Factory Gage Installation
The 429 CJ Cougar Option
Ford Duraspark Distributor
Inspection Decals
Speedo Gears
429 Engine Detail
Identifying Platings
Rear Sway Bar
Valve Lash Mustang Central

Making Your Speedometer Gear Accurate
By Dan Davis

First off, the way to get the whole system to work right is to make the speed cable rotate 1,000 revolutions for every mile the car is driven. This is done by adjusting the transmission driven to drive gear ratio on the speed cable to match the tire size and rear axle gear ratio of the car.

The first thing to know is how many revolutions the tires make in one mile. To calculate this, measure the diameter of your tires. 26" is about average for F60-15's or 245-60-15's. Multiply this measurement (26") by pi (3.1416). This will give you the circumference of the tire. Next, divide one mile in inches (63360) by the circumference of tire (63360 divided by (26 x pi)=776). This equals the revs per mile of the tire. Now multiply this number by the rear axle ratio to give you the number of drive shaft revs per mile (776 x 3.91= 3033). Next, divide this number by 1000 (3033 divided by 1000 = 3.033). This is the ratio of transmission driven/drive gears on speedometer cable you will need in this case use a driven gear with 18 teeth and a drive gear with 6 teeth (18 divided by 6 = 3.0). This is the best choice which yields a 1.1% high error which means your odometer unit indicates 1.1% greater than actual or 10.11 for an actual 10.0 miles. If you are using the Ford adapter/reducer (reducer was factory equipped on cars with 3.91, 4.11 or 4.30 rear axle ratios), multiply the number by 0.75 (3.033 x 0.75=2.274). This is the driven/drive ratio you need. A 3.75% error (i.e., a 0.375 mile error in 10 miles) is considered acceptable by design.

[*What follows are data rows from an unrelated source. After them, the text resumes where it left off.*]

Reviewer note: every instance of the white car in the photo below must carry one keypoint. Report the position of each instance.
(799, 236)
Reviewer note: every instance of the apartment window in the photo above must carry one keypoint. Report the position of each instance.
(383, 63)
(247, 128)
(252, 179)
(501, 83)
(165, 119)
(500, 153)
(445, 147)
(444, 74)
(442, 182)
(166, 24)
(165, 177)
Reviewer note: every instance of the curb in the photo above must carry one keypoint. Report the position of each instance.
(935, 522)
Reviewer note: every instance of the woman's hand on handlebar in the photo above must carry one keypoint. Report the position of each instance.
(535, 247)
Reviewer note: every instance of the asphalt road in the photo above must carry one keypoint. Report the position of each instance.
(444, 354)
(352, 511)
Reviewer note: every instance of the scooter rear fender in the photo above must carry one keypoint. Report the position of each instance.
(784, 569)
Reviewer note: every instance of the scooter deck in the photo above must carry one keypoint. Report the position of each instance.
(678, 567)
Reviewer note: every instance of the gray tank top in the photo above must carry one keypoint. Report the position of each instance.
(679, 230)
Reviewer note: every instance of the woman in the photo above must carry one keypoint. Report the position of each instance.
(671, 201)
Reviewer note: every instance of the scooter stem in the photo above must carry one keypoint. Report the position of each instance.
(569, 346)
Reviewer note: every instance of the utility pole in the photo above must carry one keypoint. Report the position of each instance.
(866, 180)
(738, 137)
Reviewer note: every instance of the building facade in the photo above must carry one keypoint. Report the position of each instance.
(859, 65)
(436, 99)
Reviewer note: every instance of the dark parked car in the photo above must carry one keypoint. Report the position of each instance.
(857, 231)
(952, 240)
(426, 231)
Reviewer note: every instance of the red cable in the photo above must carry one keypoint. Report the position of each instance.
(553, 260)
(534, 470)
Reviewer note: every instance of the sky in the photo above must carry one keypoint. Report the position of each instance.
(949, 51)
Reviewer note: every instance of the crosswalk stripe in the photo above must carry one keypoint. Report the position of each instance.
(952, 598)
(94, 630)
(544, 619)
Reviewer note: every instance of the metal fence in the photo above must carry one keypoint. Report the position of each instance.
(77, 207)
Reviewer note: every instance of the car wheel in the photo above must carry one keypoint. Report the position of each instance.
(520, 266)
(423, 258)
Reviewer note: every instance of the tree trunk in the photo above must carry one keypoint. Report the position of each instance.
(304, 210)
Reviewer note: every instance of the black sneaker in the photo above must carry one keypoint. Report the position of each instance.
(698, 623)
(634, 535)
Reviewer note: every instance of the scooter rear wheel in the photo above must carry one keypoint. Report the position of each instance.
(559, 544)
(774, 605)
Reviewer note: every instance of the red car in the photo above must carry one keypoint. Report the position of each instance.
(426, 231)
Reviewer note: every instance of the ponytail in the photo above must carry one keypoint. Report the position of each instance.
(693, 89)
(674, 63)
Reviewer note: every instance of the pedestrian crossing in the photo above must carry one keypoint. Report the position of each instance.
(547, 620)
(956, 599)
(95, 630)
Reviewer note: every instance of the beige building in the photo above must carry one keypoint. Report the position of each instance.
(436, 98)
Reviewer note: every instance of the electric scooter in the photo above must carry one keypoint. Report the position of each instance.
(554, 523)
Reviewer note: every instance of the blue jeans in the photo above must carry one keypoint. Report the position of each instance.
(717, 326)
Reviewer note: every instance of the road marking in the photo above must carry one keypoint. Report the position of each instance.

When picking a driven/drive gear ratio to match the tire and rear axle gear ratio you have a choice of drive gears and driven gears.

The drive gear is inside the transmission and the tail housing must be removed to get at it. You may be able to see what gear your transmission has by looking in the hole where the speedometer cable goes with a light. Manual transmissions have a plastic gear pressed onto the output shaft. The manual trans drive gear is also color coded: pink (6 teeth) or black (7 teeth). Toploaders use the "type 4a" drive gear while automatics use a gear machined to the output shaft with either 8 or 9 teeth. Automatics have a metal gear machined into the output shaft. To change the latter, the whole output shaft must be changed, a big job.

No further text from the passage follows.